The reason I used to find comfort in the idea, was that it gave my sometimes crippling (but mostly just tedious) self-doubt a definition, and on some level, the comfort came from the idea that it was an actual thing, not just a problem I’d created for myself.

My comfort in the idea increased when I learned that imposter syndrome is generally only experienced by high achieving people.  Apparently, if you are competent and conscientious, you are more likely to question yourself and your skills than a person whose confidence far exceeds their competence.  Let’s all take a moment to think about the people we’ve worked with who fit that description.

Right.  Welcome back.  Imagine how happy I was when I read that there is an upside to imposter syndrome in workplaces.  Turns out that people who experience ‘imposter thoughts’ are more likely to be good team players than those who don’t experience imposter thoughts.  They are more likely to put in the extra effort to help and support others, because against a backdrop of feelings of inadequacy, they want to make contributions in other ways.  Yes, OK, I appreciate that this is all sounding a little bit self-serving.  And maybe it is.

It’s become accepted that imposter syndrome or the tendency to experience imposter thoughts is more common in women than men.  Perhaps there is an element of traditional gender roles playing out here too, with women tending to be assigned ‘supporting’ roles in both the personal and professional domains.

So there I was, feeling quite pleased with the idea that in some way, my feelings of inadequacy were actually a good thing, that they drove me to do more, to work harder, to look out for others. There was still a feeling of dysfunction, but I could live with it. 

And then I read Tulshyan and Burey’s article “Stop telling women they have imposter syndrome”.  They systematically tore apart the research, pointing out amongst other things, that however nice the window dressing, imposter syndrome is just another way of pathologizing people who experience ‘fairly universal feelings of discomfort, second-guessing, and mild anxiety in the workplace and pathologized it, especially for women’.   They went on to point out significant flaws with the research upon which this ‘syndrome’ was based, which focused on high-achieving women, and was conducted in 1978, at a time when the impact of systemic racism, classism, xenophobia, and other biases were not openly acknowledged.  The article ultimately makes the point that this syndrome blames the individual, and as a consequence, places the onus on the individual to be fixed, and that this onus has fallen more heavily on women, people of colour and other groups who .  Oh no, there goes my comfort. 

They’re right of course, we shouldn’t be pathologizing perfectly normal emotions, nor should we be placing additional pressure on historically disadvantaged groups to fix systemic issues.  Instead, we should recognise this as another form of inherent bias that forces people to conform to a narrow definition of productive thinking and behaviour, that encourages individualistic, competitive behaviours, and essentially dehumanizes us all.  I can no longer think of imposter syndrome as a comfort, and I promise my colleagues and friends that I will never again tell them that their feelings of anxiety and inadequacy are due to imposter syndrome. 
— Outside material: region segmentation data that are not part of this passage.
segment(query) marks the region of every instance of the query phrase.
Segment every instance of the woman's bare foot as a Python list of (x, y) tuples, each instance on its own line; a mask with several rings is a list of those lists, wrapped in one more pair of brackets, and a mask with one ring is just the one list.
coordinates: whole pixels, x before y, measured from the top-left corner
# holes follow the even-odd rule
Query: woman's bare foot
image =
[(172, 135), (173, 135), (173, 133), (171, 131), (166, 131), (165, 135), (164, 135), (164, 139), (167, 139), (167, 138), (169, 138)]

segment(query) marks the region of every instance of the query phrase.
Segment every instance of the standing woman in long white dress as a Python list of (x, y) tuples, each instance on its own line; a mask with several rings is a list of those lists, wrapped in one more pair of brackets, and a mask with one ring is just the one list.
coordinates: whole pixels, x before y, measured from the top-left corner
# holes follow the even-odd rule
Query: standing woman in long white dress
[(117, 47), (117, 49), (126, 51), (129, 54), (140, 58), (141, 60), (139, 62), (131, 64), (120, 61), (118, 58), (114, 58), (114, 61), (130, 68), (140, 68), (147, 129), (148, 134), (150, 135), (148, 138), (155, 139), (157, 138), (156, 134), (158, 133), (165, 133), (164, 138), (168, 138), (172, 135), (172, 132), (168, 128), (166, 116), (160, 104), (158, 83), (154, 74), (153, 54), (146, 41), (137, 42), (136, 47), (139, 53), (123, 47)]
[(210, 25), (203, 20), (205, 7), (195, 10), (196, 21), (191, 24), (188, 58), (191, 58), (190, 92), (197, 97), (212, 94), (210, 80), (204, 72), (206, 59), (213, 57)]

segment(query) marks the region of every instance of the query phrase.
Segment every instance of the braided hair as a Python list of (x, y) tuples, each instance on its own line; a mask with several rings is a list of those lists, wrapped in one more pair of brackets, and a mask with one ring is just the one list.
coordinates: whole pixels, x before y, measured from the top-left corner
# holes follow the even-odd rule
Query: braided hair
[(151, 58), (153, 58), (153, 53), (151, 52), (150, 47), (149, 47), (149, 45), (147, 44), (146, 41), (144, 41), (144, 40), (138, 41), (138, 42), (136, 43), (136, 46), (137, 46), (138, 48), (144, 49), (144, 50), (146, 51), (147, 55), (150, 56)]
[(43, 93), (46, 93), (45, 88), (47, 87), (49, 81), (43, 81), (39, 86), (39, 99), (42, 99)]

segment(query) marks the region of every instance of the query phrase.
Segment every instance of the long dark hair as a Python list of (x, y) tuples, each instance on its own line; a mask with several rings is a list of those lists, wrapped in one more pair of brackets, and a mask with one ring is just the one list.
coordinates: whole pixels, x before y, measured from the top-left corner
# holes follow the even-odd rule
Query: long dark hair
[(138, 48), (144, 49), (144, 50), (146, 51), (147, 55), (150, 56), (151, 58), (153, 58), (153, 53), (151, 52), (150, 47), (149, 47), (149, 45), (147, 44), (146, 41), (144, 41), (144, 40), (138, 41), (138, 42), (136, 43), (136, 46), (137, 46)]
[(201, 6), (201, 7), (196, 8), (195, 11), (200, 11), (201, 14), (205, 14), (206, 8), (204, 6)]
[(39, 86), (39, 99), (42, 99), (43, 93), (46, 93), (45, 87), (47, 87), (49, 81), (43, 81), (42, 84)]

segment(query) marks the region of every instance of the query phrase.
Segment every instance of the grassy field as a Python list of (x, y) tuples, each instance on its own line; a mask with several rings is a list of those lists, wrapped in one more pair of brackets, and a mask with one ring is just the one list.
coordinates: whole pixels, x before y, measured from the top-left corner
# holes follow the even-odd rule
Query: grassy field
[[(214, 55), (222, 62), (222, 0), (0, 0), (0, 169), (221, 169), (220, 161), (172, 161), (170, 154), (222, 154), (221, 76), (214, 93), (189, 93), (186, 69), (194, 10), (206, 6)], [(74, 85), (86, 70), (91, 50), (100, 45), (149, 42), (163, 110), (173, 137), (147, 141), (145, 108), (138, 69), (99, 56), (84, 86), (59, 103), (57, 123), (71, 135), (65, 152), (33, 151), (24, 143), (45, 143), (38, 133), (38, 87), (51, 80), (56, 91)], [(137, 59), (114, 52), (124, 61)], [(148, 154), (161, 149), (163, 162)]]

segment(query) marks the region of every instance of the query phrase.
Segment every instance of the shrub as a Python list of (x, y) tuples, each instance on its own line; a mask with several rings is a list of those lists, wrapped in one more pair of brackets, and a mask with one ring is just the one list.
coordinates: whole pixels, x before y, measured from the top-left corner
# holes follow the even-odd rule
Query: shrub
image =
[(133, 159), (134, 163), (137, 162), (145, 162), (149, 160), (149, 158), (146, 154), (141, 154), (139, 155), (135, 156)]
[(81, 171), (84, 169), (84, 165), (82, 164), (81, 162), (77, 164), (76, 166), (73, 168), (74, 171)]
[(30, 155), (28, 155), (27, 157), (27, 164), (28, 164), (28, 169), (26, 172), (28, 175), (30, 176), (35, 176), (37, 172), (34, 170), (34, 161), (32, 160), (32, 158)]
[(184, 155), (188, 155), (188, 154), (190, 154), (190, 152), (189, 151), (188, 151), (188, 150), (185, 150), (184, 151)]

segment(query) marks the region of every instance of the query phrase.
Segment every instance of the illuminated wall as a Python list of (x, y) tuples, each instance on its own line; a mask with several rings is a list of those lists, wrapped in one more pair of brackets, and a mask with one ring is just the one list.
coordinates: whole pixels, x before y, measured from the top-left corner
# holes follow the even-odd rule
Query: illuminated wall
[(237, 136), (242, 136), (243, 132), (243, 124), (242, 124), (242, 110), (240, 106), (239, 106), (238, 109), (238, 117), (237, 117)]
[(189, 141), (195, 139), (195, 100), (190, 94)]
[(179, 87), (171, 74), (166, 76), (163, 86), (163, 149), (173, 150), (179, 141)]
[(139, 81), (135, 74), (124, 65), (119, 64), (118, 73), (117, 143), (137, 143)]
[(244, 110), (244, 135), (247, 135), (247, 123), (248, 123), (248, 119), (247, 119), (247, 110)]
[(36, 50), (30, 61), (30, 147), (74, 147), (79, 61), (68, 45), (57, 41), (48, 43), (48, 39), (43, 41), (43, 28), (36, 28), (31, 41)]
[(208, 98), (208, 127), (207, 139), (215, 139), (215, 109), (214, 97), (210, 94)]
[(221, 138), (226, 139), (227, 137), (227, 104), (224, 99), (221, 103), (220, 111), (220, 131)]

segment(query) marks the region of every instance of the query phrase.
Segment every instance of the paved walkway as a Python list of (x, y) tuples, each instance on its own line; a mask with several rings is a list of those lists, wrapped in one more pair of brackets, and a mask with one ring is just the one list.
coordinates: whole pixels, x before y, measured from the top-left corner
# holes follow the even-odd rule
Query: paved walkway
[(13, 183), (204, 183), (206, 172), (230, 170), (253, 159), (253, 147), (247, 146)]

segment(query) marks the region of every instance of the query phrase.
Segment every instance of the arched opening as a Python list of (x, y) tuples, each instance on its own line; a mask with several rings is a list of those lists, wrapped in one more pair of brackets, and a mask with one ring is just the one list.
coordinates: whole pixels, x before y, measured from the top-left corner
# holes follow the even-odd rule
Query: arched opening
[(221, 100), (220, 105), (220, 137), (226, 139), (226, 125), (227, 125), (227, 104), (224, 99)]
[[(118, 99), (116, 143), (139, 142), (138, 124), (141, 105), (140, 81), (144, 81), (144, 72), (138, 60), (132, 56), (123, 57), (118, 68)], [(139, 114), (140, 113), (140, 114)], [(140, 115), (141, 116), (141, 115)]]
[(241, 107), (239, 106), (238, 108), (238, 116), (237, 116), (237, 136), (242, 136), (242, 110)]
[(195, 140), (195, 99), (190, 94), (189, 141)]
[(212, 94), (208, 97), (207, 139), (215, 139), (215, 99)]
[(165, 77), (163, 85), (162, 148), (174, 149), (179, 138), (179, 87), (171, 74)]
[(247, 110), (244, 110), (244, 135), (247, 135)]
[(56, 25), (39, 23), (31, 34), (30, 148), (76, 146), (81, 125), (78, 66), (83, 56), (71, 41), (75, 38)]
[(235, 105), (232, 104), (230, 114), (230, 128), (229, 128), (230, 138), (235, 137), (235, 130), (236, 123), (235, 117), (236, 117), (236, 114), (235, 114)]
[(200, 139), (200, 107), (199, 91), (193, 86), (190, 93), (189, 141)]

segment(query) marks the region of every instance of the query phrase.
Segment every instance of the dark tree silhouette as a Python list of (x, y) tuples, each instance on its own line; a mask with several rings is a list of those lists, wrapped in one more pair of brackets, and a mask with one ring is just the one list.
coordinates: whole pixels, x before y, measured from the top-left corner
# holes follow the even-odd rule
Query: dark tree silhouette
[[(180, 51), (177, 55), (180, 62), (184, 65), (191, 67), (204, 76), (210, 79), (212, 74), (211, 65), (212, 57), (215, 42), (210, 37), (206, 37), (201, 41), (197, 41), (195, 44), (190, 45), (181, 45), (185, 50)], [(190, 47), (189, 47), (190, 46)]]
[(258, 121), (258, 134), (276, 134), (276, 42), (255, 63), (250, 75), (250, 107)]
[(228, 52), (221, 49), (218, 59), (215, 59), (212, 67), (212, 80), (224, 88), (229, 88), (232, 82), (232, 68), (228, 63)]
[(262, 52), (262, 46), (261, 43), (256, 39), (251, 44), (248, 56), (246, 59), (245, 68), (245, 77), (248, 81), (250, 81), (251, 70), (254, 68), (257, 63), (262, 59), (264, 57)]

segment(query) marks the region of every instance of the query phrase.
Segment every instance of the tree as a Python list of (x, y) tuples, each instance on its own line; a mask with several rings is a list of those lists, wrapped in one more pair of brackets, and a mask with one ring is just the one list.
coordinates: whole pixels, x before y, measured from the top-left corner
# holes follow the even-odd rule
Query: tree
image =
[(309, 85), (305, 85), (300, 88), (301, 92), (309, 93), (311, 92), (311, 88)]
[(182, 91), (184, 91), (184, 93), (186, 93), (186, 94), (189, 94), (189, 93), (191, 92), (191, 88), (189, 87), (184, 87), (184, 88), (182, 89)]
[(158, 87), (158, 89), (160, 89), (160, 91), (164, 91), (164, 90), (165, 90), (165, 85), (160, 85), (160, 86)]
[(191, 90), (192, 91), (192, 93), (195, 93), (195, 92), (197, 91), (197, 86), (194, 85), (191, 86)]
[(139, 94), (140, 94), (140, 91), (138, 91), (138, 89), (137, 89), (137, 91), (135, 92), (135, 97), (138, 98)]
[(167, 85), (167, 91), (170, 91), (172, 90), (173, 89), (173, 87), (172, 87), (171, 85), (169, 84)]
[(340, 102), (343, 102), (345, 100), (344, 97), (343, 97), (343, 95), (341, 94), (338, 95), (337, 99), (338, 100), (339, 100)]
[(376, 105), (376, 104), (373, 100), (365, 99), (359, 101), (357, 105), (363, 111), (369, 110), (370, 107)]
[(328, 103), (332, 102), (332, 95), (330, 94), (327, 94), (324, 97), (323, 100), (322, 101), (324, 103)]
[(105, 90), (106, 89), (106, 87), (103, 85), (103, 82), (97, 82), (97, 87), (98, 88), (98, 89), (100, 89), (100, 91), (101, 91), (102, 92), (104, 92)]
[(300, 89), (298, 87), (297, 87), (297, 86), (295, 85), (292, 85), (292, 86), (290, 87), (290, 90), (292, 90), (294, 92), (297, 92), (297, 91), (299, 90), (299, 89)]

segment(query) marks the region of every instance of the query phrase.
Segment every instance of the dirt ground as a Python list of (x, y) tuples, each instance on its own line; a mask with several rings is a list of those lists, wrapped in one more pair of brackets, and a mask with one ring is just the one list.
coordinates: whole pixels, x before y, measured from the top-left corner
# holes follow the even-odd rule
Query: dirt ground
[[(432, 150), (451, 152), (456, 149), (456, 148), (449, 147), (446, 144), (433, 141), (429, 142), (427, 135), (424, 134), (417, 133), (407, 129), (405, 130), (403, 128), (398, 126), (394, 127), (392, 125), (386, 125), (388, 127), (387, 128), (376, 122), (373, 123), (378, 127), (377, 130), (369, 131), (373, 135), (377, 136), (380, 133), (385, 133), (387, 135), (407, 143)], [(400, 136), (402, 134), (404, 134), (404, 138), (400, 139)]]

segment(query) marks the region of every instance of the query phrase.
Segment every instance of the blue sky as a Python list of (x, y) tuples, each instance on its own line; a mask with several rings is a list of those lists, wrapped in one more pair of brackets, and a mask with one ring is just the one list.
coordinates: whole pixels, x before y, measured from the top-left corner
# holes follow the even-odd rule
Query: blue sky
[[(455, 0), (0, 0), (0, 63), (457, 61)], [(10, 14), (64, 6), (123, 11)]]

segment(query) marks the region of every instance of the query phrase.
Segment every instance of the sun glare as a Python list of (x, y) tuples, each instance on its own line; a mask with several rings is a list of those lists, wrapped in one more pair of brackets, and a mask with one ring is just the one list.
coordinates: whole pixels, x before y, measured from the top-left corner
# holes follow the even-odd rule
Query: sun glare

As the saying goes, you cannot fool all of the people all of the time, so fooling all of your colleagues into believing you are competent is unlikely.  When my colleagues and friends express these feelings, I’ll encourage them to acknowledge those feelings, but also ask them to challenge their doubts.  I’ll  encourage them to recognize their achievements and celebrate their strengths, and connect with colleagues who support and encourage them.